09 Apr 2025
When working with large datasets, visualisation is key to gaining insights. This is also important when presenting to other business stakeholders. It makes all the difference when data is presented in a clear and meaningful way.
Complex datasets do not need to be overwhelming. Today we explore the concept of clustering - how to identify patterns in unstructured and unlabelled data.
Data Collection is an important part of data analysis and visualisation. If you collect your data in a wrong way, it can lead to a misleading interpretation. Data needs to then be sorted out. The same type of data is then placed together. In the LEGOs image below, you see the LEGO pieces of different colours grouped together. Not only you need to sort out the data, but also arrange them, i.e. for instance convert the data so that the data is uniform and can be compared and used e.g. formatting, unit conversion etc. Data is then presented in a way which is understandable to analytical and non-analytical internal (and possibly external) stakeholders.
Remember, in an organisation, some functions, who might not be analytical in nature, might need to be able to read and understand the data for strategy and/or decision-making. Once data is presented visually, it needs to be analysed and explained, and hence one can reach an outcome.

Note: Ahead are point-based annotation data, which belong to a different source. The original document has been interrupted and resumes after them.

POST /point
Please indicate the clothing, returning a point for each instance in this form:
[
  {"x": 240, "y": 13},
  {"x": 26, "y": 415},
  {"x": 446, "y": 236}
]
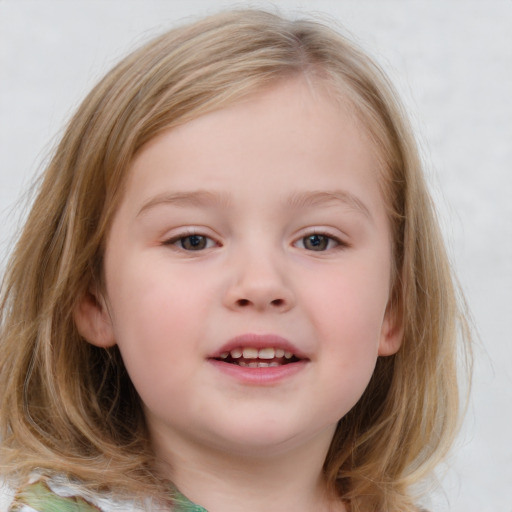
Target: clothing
[{"x": 57, "y": 497}]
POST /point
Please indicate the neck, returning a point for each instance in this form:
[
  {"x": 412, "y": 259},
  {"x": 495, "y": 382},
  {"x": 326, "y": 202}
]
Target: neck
[{"x": 225, "y": 482}]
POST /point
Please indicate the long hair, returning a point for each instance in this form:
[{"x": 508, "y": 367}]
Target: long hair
[{"x": 69, "y": 407}]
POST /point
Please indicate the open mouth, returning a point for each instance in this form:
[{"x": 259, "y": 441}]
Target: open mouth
[{"x": 258, "y": 358}]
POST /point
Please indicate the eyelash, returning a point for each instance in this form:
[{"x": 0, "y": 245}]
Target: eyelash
[
  {"x": 195, "y": 238},
  {"x": 323, "y": 240},
  {"x": 200, "y": 242}
]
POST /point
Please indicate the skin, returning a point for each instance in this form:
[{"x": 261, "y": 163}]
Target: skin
[{"x": 259, "y": 183}]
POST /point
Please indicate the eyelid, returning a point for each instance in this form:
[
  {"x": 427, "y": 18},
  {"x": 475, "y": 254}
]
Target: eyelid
[
  {"x": 341, "y": 243},
  {"x": 172, "y": 241}
]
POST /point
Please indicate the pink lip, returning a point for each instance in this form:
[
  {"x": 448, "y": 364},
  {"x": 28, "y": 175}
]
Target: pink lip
[
  {"x": 259, "y": 341},
  {"x": 259, "y": 376}
]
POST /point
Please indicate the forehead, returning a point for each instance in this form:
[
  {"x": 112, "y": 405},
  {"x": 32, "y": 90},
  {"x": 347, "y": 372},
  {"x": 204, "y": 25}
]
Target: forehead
[{"x": 289, "y": 139}]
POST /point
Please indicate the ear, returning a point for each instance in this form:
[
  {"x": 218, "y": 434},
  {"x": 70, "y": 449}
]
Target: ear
[
  {"x": 93, "y": 320},
  {"x": 392, "y": 331}
]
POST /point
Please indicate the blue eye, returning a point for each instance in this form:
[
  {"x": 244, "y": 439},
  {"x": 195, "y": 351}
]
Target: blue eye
[
  {"x": 192, "y": 242},
  {"x": 318, "y": 242}
]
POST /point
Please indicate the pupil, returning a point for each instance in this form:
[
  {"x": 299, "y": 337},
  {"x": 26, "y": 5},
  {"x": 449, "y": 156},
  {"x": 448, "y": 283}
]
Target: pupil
[
  {"x": 316, "y": 242},
  {"x": 194, "y": 242}
]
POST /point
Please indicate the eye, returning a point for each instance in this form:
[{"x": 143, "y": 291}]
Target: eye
[
  {"x": 317, "y": 242},
  {"x": 192, "y": 242}
]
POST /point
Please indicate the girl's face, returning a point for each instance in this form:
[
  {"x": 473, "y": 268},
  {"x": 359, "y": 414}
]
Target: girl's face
[{"x": 248, "y": 275}]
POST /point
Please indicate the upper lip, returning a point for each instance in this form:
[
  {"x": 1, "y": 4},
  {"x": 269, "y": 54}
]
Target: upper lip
[{"x": 258, "y": 341}]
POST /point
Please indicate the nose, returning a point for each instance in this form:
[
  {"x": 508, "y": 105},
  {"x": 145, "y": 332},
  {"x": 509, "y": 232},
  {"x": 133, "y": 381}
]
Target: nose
[{"x": 259, "y": 282}]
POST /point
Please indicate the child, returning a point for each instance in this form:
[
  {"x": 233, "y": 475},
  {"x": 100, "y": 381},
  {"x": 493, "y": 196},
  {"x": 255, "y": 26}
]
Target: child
[{"x": 230, "y": 287}]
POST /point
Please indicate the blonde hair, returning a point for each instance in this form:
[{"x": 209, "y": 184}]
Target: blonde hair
[{"x": 67, "y": 406}]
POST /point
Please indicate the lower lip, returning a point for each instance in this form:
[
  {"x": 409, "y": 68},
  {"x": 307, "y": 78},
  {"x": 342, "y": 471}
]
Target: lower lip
[{"x": 259, "y": 376}]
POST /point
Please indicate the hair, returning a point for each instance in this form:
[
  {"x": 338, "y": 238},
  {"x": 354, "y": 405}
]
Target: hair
[{"x": 69, "y": 407}]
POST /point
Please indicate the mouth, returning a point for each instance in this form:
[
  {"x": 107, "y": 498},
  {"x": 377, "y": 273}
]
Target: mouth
[{"x": 252, "y": 357}]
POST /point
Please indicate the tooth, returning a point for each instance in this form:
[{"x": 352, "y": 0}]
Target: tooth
[
  {"x": 250, "y": 353},
  {"x": 267, "y": 353},
  {"x": 236, "y": 353}
]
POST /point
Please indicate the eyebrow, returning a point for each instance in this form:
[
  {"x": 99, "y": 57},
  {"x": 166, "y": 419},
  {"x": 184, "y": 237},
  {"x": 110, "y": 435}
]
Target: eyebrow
[
  {"x": 193, "y": 198},
  {"x": 309, "y": 199},
  {"x": 325, "y": 198}
]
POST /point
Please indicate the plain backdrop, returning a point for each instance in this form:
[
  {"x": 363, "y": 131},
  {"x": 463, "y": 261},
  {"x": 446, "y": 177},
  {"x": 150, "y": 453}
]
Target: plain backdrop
[{"x": 452, "y": 62}]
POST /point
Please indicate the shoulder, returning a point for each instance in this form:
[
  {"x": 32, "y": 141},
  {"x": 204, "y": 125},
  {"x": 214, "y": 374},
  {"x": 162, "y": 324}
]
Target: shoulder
[{"x": 62, "y": 495}]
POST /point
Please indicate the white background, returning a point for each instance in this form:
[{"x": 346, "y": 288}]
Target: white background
[{"x": 452, "y": 62}]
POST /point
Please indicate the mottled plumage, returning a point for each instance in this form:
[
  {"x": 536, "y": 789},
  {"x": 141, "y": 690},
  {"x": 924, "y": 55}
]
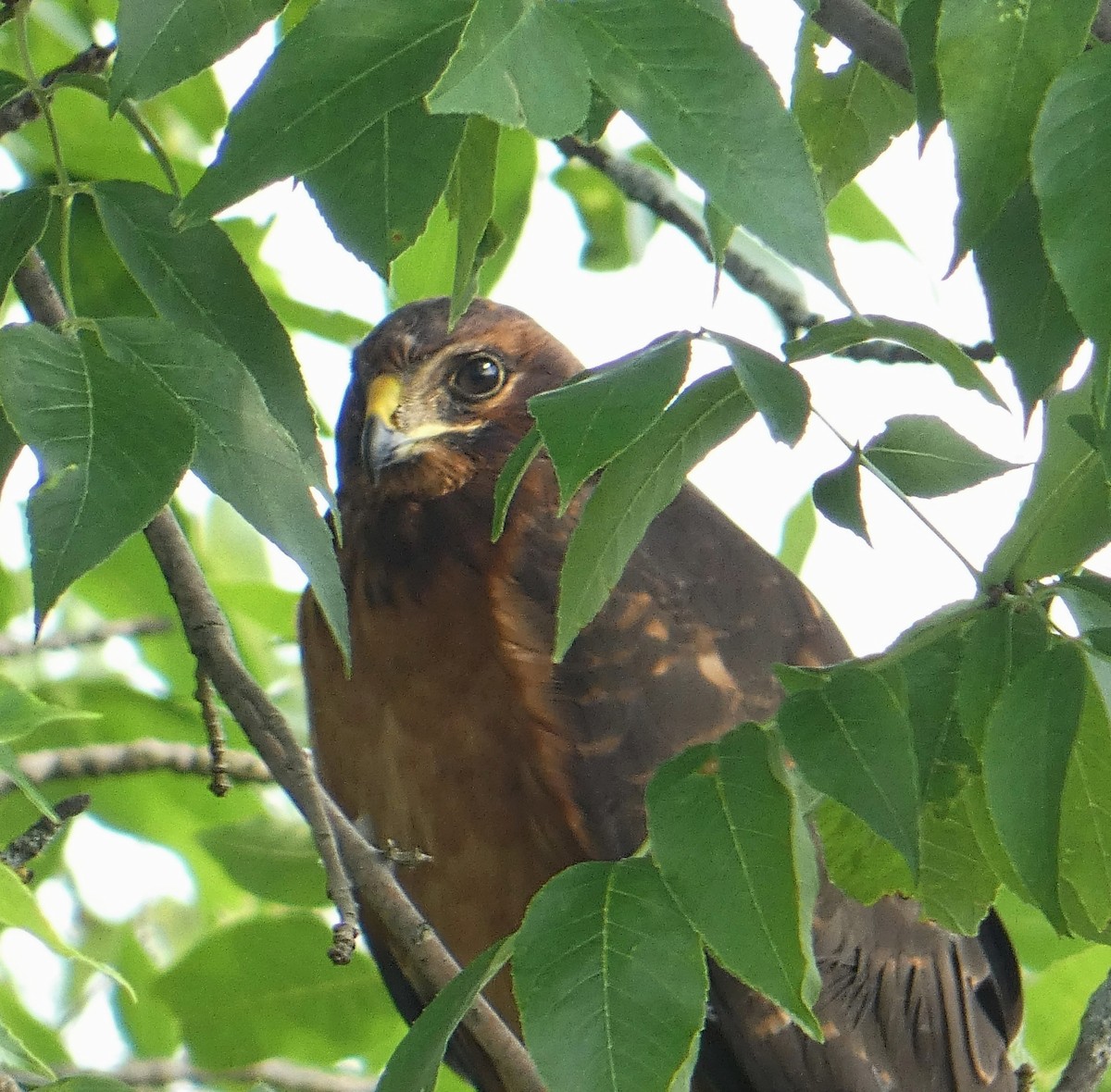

There are many visualisation methods one can use, from bar charts to scatter plots, but let’s take a more scientific approach to visualisation, which is mostly used when you have large unstructured datasets to work with; Clustering visualisation.
Supervised clustering is when you are grouping your data according to datapoints which you have defined. These datapoints are defined by understanding and finding a pattern or common element, in unstructured and unlabelled datasets.
So let’s take an easy example and imagine that we have the following data:
Cat, Dog, Kitchen, Donkey, Sofa, Wardrobe, Door, Table, Horse, Bird, Chair.
We immediately understand there are two Clusters which are furniture (let’s call it Cluster A) and animals (Cluster B). So, all of the above data will be grouped around the datasets we established, either Cluster A for furniture or Cluster B for animals.
If to this data I add a candleholder, then this data will be somewhere outside of the range of these clusters, because it is neither furniture nor an animal, however it will be closer to Cluster A (furniture) than it is to Cluster B (animals).
If then we add a glass bowl to the dataset, this too, like the candleholder, would be outside of the range. Having said that, the glass bowl might be slightly further away from Cluster A, then a candleholder would be. This is because a domestic fish could live in a glass bowl and so there is a linkage, albeit not a strong one, there.

Understanding a pattern is crucial when attributing data points for clusters. In machine learning for instance, clustering is about grouping raw data. There are many applications for clustering across many industries, from fraud detection in banking and anomaly detection in healthcare, to market segmentation and many more.
Let’s take another simple example of how to make sense of unstructured data. Imagine we are to analyse a phone numbers' list and receive this data:
729698782172106674475298921152340587
What we know for sure is that phone numbers will start either with 7 (in case of a mobile phone number) or with 5 (in case of a landline). Mobile numbers and phone numbers are of different lengths, but each type will always contain the same number of numbers. Furthermore, the area code (normally found in the first few digits of a phone number) has to be a common number, since this data comes from the same geographical area. Looking at the data, we have identified that the only common number in the above which follows either a 5 or a 7 is the number 2. We identified an equal length to both the mobile numbers (10 digits) and the phone numbers (8 digits). With this knowledge we can split and structure the datasets as below - the first two from the below list are mobile phone numbers and the second two are landline numbers.
7296987821
7210667447
52989211
52340587
The larger and more complex the data, the more important it is to visualise it. If you have lots of data to show for interpretation, you simply have to visualise it to make sense of it. Visualisation is simply the key to let your data help you and to make your data count.